RIP, NCAA event finals. We'll always have complaining about how long you take amid a vague hangover.
During the great yfull purge of 2015, the NCAA League of Chief In-Charge Women also revealed that they were planning to decapitate the event finals in the town square at some time to be determined, and it turns out that time is immediately.
It is now confirmed that instead of the usual three-day competition, the 2016 NCAA championship will consist of the normal semifinals on Friday, the normal Super Six on Saturday, and then nothing on Sunday, eliminating a specific day devoted to events. (This is a slight improvement on the previously proposed Friday-rest-Sunday schedule, as advocated by the boring police from Lametown.) In another development, both the Friday and Saturday competitions will be televised live on ESPNU, a coup that the sport has been fighting for dating back to the days when TVs were a thing that people watched.
Getting live television is still a big deal in exposure for the sport (we've seen the very encouraging recent ratings from the Pac-12 and SEC Nets that helped propel this move and have brought more people into following the sport), especially for family viewing and people who still watch programs—but pronounced progrums—on the TV box, though it's increasingly less important for later-teenage, early-twenties whippersnappers who Liketweet on their iDroids and aren't particularly likely to watch the competition live on TV, and who make up a valuable demo for gymnastics that isn't catered to quite enough, but that's an issue for another day.
Well actually, it's an issue for today because there is a real chunk of people, mostly younger and therefore still valuable as human beings, who will be excluded from watching the championship since ESPNU broadcasts fall behind a subscription wall.

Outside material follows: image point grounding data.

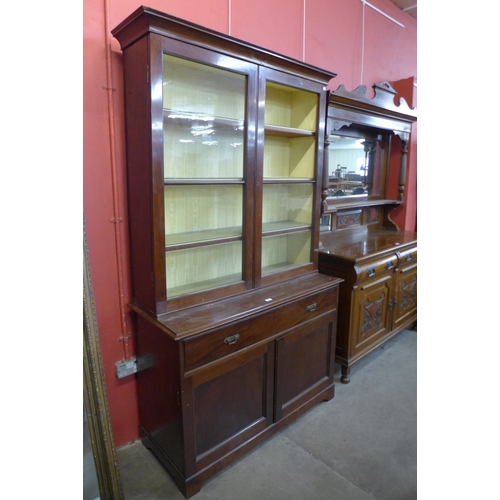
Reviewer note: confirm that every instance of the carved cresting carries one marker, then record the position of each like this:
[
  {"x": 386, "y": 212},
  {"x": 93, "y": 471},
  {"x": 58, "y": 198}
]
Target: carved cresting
[
  {"x": 400, "y": 117},
  {"x": 372, "y": 314},
  {"x": 408, "y": 294}
]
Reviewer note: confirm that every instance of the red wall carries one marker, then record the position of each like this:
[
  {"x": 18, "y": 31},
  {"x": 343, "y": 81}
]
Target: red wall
[{"x": 326, "y": 33}]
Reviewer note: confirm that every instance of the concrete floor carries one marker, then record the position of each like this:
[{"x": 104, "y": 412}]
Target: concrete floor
[{"x": 361, "y": 445}]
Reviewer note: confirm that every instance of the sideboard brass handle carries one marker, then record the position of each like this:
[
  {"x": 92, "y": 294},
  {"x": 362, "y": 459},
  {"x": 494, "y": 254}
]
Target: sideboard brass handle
[{"x": 232, "y": 339}]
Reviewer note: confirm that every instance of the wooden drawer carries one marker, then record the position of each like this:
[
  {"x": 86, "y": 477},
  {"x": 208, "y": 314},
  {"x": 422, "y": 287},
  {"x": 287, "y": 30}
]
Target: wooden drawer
[
  {"x": 215, "y": 344},
  {"x": 407, "y": 256},
  {"x": 377, "y": 268}
]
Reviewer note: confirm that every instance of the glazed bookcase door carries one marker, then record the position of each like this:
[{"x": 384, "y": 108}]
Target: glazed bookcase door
[
  {"x": 206, "y": 146},
  {"x": 287, "y": 173}
]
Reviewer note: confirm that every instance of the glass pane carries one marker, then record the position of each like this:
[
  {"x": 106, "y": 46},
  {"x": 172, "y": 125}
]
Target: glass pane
[
  {"x": 202, "y": 90},
  {"x": 286, "y": 157},
  {"x": 202, "y": 213},
  {"x": 196, "y": 149},
  {"x": 287, "y": 206},
  {"x": 290, "y": 107},
  {"x": 283, "y": 252},
  {"x": 195, "y": 269}
]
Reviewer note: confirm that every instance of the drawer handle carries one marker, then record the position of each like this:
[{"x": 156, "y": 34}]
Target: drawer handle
[{"x": 232, "y": 339}]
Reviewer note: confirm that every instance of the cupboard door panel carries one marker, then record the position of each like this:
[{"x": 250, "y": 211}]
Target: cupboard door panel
[
  {"x": 230, "y": 403},
  {"x": 405, "y": 303},
  {"x": 372, "y": 311},
  {"x": 304, "y": 363}
]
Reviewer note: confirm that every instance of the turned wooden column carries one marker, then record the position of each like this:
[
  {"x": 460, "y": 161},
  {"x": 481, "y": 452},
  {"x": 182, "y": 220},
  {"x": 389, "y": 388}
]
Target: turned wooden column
[
  {"x": 402, "y": 168},
  {"x": 326, "y": 177}
]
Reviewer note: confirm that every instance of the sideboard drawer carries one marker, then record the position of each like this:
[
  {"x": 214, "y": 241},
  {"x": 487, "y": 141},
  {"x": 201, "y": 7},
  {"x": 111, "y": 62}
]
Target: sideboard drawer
[
  {"x": 408, "y": 257},
  {"x": 377, "y": 268},
  {"x": 215, "y": 344}
]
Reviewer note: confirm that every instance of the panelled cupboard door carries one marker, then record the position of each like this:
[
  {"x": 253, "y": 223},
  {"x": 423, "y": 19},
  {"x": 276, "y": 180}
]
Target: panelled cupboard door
[
  {"x": 304, "y": 363},
  {"x": 405, "y": 301},
  {"x": 226, "y": 404},
  {"x": 371, "y": 312}
]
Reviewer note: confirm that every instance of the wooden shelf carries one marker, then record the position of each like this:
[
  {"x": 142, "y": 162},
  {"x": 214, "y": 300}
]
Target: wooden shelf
[{"x": 277, "y": 131}]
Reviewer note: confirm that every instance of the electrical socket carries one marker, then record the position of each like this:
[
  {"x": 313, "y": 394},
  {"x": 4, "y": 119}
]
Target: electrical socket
[{"x": 126, "y": 368}]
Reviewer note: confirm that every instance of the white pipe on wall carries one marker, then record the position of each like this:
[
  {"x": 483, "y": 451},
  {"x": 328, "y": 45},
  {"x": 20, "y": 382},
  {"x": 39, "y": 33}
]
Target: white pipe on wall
[{"x": 364, "y": 2}]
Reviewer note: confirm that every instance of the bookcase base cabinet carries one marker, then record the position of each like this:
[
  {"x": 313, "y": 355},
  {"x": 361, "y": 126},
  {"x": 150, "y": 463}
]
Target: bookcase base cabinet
[
  {"x": 378, "y": 297},
  {"x": 209, "y": 392}
]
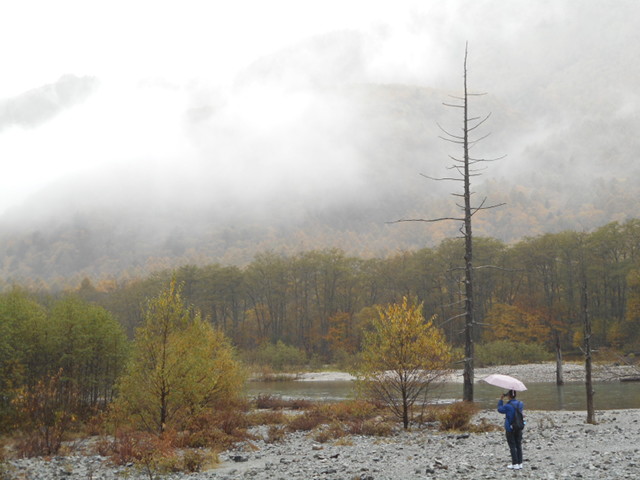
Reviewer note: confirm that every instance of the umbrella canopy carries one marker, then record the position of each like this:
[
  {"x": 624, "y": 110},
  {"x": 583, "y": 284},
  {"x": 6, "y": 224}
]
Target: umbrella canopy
[{"x": 505, "y": 381}]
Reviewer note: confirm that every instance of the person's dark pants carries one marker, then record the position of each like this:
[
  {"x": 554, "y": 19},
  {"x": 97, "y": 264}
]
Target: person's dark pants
[{"x": 514, "y": 439}]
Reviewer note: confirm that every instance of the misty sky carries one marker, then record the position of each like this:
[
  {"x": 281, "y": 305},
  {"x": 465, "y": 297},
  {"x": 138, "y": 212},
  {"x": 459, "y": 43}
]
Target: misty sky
[{"x": 158, "y": 84}]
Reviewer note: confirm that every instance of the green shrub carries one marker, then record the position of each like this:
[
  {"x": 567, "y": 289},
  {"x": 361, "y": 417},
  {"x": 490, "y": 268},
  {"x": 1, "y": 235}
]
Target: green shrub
[{"x": 506, "y": 352}]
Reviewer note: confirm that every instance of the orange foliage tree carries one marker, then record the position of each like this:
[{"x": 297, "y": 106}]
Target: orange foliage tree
[{"x": 510, "y": 322}]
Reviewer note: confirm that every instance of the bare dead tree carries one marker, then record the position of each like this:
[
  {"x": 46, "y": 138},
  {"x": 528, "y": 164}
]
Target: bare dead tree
[
  {"x": 586, "y": 325},
  {"x": 463, "y": 170}
]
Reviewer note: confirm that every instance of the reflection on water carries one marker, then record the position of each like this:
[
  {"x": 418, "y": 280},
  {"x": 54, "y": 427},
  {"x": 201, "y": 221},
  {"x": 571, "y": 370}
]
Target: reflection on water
[{"x": 539, "y": 396}]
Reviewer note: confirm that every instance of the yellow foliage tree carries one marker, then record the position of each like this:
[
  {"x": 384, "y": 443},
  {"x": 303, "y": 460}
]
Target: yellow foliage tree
[
  {"x": 180, "y": 366},
  {"x": 402, "y": 355}
]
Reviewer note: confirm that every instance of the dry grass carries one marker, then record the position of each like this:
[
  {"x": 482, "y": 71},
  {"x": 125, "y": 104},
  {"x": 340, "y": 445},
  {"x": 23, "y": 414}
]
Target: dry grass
[
  {"x": 457, "y": 416},
  {"x": 273, "y": 402}
]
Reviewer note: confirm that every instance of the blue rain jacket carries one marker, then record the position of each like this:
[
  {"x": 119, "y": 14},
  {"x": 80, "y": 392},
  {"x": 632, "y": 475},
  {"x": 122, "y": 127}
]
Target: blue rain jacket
[{"x": 509, "y": 410}]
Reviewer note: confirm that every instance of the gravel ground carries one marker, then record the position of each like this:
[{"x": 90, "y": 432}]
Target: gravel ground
[{"x": 557, "y": 445}]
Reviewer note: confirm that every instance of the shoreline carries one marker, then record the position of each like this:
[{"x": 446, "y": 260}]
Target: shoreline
[{"x": 556, "y": 445}]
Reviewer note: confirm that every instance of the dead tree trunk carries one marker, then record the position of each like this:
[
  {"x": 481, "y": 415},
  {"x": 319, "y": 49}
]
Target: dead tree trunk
[
  {"x": 465, "y": 168},
  {"x": 587, "y": 353},
  {"x": 467, "y": 393},
  {"x": 558, "y": 348}
]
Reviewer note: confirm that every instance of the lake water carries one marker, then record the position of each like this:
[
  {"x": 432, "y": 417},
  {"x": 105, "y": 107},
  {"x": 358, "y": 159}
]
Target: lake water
[{"x": 539, "y": 396}]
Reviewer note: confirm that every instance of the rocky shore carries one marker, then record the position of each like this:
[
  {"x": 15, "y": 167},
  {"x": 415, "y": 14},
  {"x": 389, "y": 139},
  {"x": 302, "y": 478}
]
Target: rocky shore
[{"x": 557, "y": 445}]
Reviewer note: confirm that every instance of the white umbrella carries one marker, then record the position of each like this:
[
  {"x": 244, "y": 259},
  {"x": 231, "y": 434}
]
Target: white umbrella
[{"x": 505, "y": 381}]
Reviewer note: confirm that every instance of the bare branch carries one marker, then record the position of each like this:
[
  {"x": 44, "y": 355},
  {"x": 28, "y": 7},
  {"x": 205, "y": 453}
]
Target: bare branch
[
  {"x": 427, "y": 220},
  {"x": 449, "y": 133},
  {"x": 442, "y": 178}
]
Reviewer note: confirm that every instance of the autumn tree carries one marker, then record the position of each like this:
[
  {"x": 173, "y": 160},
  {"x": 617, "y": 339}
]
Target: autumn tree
[
  {"x": 402, "y": 355},
  {"x": 180, "y": 366}
]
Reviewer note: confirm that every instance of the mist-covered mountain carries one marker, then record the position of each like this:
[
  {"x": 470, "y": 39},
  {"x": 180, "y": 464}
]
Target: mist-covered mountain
[{"x": 316, "y": 146}]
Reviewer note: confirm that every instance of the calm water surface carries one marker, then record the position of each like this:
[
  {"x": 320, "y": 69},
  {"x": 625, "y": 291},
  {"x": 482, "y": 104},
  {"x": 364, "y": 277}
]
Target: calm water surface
[{"x": 539, "y": 396}]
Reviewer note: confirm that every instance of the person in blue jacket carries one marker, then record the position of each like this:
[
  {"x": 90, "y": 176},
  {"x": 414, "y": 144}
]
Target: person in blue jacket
[{"x": 514, "y": 437}]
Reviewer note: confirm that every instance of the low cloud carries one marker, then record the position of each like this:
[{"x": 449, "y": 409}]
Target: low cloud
[{"x": 39, "y": 105}]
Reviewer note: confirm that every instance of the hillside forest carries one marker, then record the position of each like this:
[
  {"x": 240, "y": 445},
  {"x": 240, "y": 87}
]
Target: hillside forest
[{"x": 319, "y": 303}]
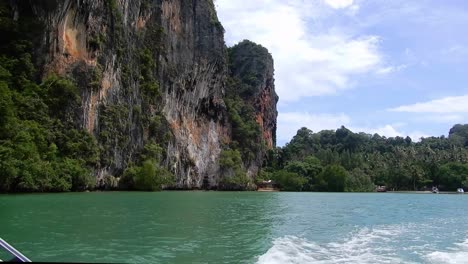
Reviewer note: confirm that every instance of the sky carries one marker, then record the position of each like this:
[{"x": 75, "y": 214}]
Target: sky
[{"x": 396, "y": 68}]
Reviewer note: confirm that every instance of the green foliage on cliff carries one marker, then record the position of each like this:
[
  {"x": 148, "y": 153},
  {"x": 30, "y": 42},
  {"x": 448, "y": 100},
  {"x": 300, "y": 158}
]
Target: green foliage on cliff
[
  {"x": 41, "y": 149},
  {"x": 233, "y": 177},
  {"x": 247, "y": 65},
  {"x": 345, "y": 161}
]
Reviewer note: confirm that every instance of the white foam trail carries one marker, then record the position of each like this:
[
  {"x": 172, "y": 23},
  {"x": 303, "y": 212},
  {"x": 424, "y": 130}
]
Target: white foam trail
[
  {"x": 367, "y": 246},
  {"x": 456, "y": 255}
]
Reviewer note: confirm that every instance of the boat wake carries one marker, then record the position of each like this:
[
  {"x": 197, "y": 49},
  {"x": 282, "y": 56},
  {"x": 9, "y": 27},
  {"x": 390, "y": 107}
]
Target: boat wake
[
  {"x": 385, "y": 244},
  {"x": 457, "y": 254},
  {"x": 366, "y": 246}
]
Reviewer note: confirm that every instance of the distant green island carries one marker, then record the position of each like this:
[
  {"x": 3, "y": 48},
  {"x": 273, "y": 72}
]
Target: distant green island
[
  {"x": 94, "y": 101},
  {"x": 343, "y": 161}
]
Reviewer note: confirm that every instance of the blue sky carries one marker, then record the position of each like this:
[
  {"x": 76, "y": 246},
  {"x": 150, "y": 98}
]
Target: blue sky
[{"x": 397, "y": 68}]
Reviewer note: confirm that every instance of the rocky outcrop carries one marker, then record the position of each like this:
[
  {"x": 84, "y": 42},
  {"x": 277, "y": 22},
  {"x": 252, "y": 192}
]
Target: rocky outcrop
[
  {"x": 252, "y": 69},
  {"x": 149, "y": 72}
]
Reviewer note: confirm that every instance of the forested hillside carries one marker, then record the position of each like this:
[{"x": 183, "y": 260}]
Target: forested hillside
[{"x": 345, "y": 161}]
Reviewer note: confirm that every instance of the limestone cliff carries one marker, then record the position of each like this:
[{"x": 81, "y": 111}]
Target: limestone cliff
[
  {"x": 148, "y": 72},
  {"x": 251, "y": 74}
]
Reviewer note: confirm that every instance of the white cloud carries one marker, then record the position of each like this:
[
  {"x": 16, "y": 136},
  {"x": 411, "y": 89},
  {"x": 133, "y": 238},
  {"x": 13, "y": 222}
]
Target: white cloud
[
  {"x": 391, "y": 69},
  {"x": 337, "y": 4},
  {"x": 309, "y": 61},
  {"x": 453, "y": 104}
]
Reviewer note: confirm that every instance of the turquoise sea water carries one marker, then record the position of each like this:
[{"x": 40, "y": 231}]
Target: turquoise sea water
[{"x": 237, "y": 227}]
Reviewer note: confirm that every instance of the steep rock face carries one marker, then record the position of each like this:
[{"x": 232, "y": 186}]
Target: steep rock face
[
  {"x": 137, "y": 61},
  {"x": 151, "y": 75},
  {"x": 252, "y": 69}
]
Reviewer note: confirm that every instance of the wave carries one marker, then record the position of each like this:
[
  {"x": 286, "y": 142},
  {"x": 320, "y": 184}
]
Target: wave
[
  {"x": 366, "y": 246},
  {"x": 455, "y": 255}
]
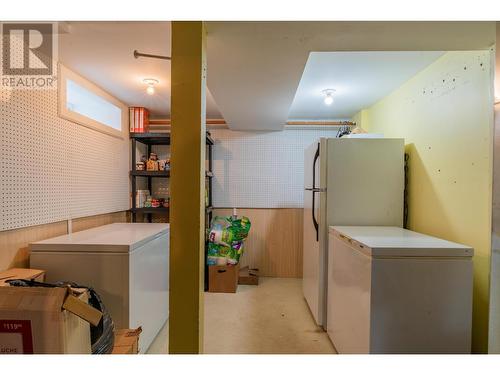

People who don't have ESPNU or a WatchESPN login from their cable/sat package likely won't be able to watch (unless a special allowance is made), which is a long-term issue for a sport that needs every set of eyeballs it can get on its main event to stay afloat and specifically needs to cater to people in that borderline age of "I'm not doing gymnastics anymore and I might start drifting away from it toward other interests if my attention span isn't constantly reminded of it" to turn them into lifelong fans. Getting a live TV deal is still good news, but it's not exclusively good news in the present incarnation.
Personally, I'd probably choose to watch on the app anyway, just like the last few years, because that's convenient for blogging and because someone might make a weird face at some point that I'll need to screencap and never forget ever. But that's just me.
Let's also talk about some other problems. (Autobiography title, called it.) The move is being constructed as "we had to get rid of event finals for the TV deal" which is a problem because...um, hi? That makes no sense. Having competition on Sunday has no bearing on whether ESPN shows the team final on TV on Saturday or not. So, you don't want to show an extra day of competition on Sunday? Then don't show it. Throw it on ESPN3 like always and use the TV broadcast to focus on the team and pretend event finals don't exist. NBC has been doing that with Worlds for years. This explanation is illogical.
Now, the other thing I'm struggling with is that I've always mostly hated NCAA event finals. They're long, a complete afterthought to Super Six that no one thinks about until the morning of, and extremely arbitrary in determining qualifiers and awarding titles. The one or two fun upgrades that get thrown out there each year don't really make up for that. I should be celebrating since they're basically my arch-nemesis, but it feels hollow. Primarily because it means there's less gymnastics, which is a disheartening continuation of gymnastics' tendency to try to solve problems by shrinking itself down to seem more palatable. Whether its going down to fewer routines/all scores counting like in the elite or men's NCAA TF, or going down to fewer team competitors for the 2020 Olympics. It always feels like it's surreptitiously trying to dwindle away.
Also, we need to talk about how event champions are going to be determined now. Because it seems like it's going to be a problem. The issue with awarding event titles based on scores from the semifinal day, like in the AA, is that every event will have 5-6 people tied on 9.950 in first place. And if they're all co-champions, I'm going to riot. The Worlds bars final is not a role model. Is there going to be some sort of permutation based on season performance + semifinal performance? Now, don't get me wrong, I love a permutation as much as the next spreadsheet-happy dorkburger, and that would result in more deserving champions, but it wouldn't exactly adhere to the mission statement of making things straightforward and easy for all fans to follow.
Well, with all that said, it's a brave new world. Let's get ready for it.